Reporter: Grace Olivia | Editor: Sanny Cicilia
KONTAN.CO.ID - JAKARTA. Kinerja PT Hanjaya Mandala Sampoerna (HMSP) di awal tahun ini tak memuaskan. Volume penjualan emiten produsen rokok terbesar ini merosot seiring volume penjualan industri yang tertekan.
Sepanjang kuartal pertama 2018, HMSP membukukan kenaikan pendapatan 2,5% year-on-year (yoy) menjadi Rp 23,14 triliun. Namun, laba bersih HMSP tertekan hingga 8% menjadi Rp 3,03 triliun dari Rp 3,29 triliun pada periode yang sama di tahun sebelumnya.
Laba bersih HMSP tergerus seiring dengan naiknya beban pokok sebesar 5% yoy menjadi Rp 17,14 triliun. Porsi beban pokok perusahaan bahkan mencapai mencapai 76% dari total pendapatan perusahaan di kuartal pertama. Beban cukai yang ikut naik 16,5% yoy turut menekan laba.
Analis Ciptadana Sekuritas Asia, Stella Amelinda, merinci, segmen sigaret kretek mesin (SKM) menjadi satu-satunya yang mencatat pertumbuhan volume penjualan di kuartal pertama sebesar 8,3%. Sementara, volume penjualan sigaret kretek tangan (SKT) dan rokok putih mengalami penurunan masing-masing 0,8% dan 20,2% sepanjang kuartal pertama. Ekspor rokok HMSP juga melemah hingga double-digit di level 22,8%.
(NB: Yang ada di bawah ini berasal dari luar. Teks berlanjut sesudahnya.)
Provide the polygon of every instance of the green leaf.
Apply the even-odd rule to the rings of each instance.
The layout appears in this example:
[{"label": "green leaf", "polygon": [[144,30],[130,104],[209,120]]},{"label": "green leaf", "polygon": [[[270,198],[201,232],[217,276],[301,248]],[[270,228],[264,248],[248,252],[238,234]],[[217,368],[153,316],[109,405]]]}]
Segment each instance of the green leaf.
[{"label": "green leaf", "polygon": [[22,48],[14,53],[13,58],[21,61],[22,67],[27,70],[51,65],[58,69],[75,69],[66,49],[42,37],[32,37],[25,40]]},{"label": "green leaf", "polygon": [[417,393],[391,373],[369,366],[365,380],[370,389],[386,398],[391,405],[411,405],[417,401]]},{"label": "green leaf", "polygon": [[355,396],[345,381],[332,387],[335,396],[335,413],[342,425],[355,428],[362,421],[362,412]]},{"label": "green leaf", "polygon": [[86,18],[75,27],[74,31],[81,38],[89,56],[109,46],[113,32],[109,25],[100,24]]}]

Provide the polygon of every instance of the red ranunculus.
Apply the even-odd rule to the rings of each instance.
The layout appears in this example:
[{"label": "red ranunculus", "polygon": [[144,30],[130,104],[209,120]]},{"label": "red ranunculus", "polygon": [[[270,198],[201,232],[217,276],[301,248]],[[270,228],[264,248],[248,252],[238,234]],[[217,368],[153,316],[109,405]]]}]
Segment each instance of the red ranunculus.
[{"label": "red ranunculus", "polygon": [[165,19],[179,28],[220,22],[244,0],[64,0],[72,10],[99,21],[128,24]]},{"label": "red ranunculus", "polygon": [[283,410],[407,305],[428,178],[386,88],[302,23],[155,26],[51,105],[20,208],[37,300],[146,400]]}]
Memang, penurunan volume penjualan HMSP sejalan dengan penjualan rokok nasional yang juga turun 2,3% yoy. Secara keseluruhan, penjualan rokok HMSP turun 1,8% menjadi 23 miliar batang. Untungnya, HMSP masih mampu meningkatkan pangsa pasar dari 33% menjadi 33,2% di awal tahun ini.
Penurunan laba bersih HMSP, menurut Christine Natasya, juga disebabkan oleh tingginya penjualan produk dengan margin rendah seperti Marlboro Filter Black dan Dji Sam Soe. Dalam risetnya, 30 April, analis Mirae Asset Sekuritas ini menyebut, penjualan produk bermargin tinggi seperti Sampoerna A justru melorot 13% yoy. Padahal, produk tersebut memiliki kontribusi 40%-43% terhadap total volume penjualan rokok HMSP.
Stella memprediksi, kinerja HMSP di sisa tahun ini masih dibayangi sentimen pelemahan nilai tukar rupiah. Menurut Stella, pelemahan rupiah akan berdampak pada harga bahan baku yang diimpor untuk HMSP. Akibatnya, beban pokok penjualan (cost of goods sold/COGS) terkerek naik dan mengikis laba kotor maupun margin laba kotor perusahaan.
"Pastinya ini akan berdampak negatif pada bottom line perusahaan jika tidak diimbangi dengan kenaikan volume penjualan dan harga jual rata-rata HMSP," ujar Stella, Senin (7/5).
Tambah lagi, meski indeks keyakinan konsumen sepanjang April lalu membaik, ia melihat belum terjadi pemulihan pada pola konsumsi masyarakat. Potensi naiknya cukai yang melebihi tingkat inflasi juga diprediksi akan semakin menekan kinerja keuangan HMSP.
Namun, pemberlakuan pajak rokok elektrik yang rencananya dimulai pada 1 Juli mendatang, dinilai Stella, bisa menjadi sentimen positif buat HMSP. Aturan ini berpotensi menyokong kinerja HMSP untuk divisi rokok putihnya, mengingat pajak rokok elektrik cukup besar yaitu mencapai 57%.
"Walaupun di Indonesia pengguna e-cigarette masih sedikit, tapi kita berharap ini bisa menopang divisi rokok putih buatan mesin yang selama ini memegang market share terbesar di Indonesia," papar Stella.
Ia menargetkan, pertumbuhan pendapatan HMSP hingga akhir tahun nanti sebesar Rp 102,24 triliun dan laba bersih menjadi Rp 12,85 triliun.
Stella memberi rekomendasi hold saham HMSP dengan target harga Rp 4.020 per saham. Ia menilai, valuasi HMSP saat ini sudah tergolong premium dengan PER mencapai 34,9 kali. Senada, Christine juga memberi rekomendasi hold untuk HMSP dan menurunkan target harga menjadi Rp 3.750 per saham.
Hari ini, Senin (7/5), harga saham HMSP ditutup pada posisi Rp 3.550 per saham.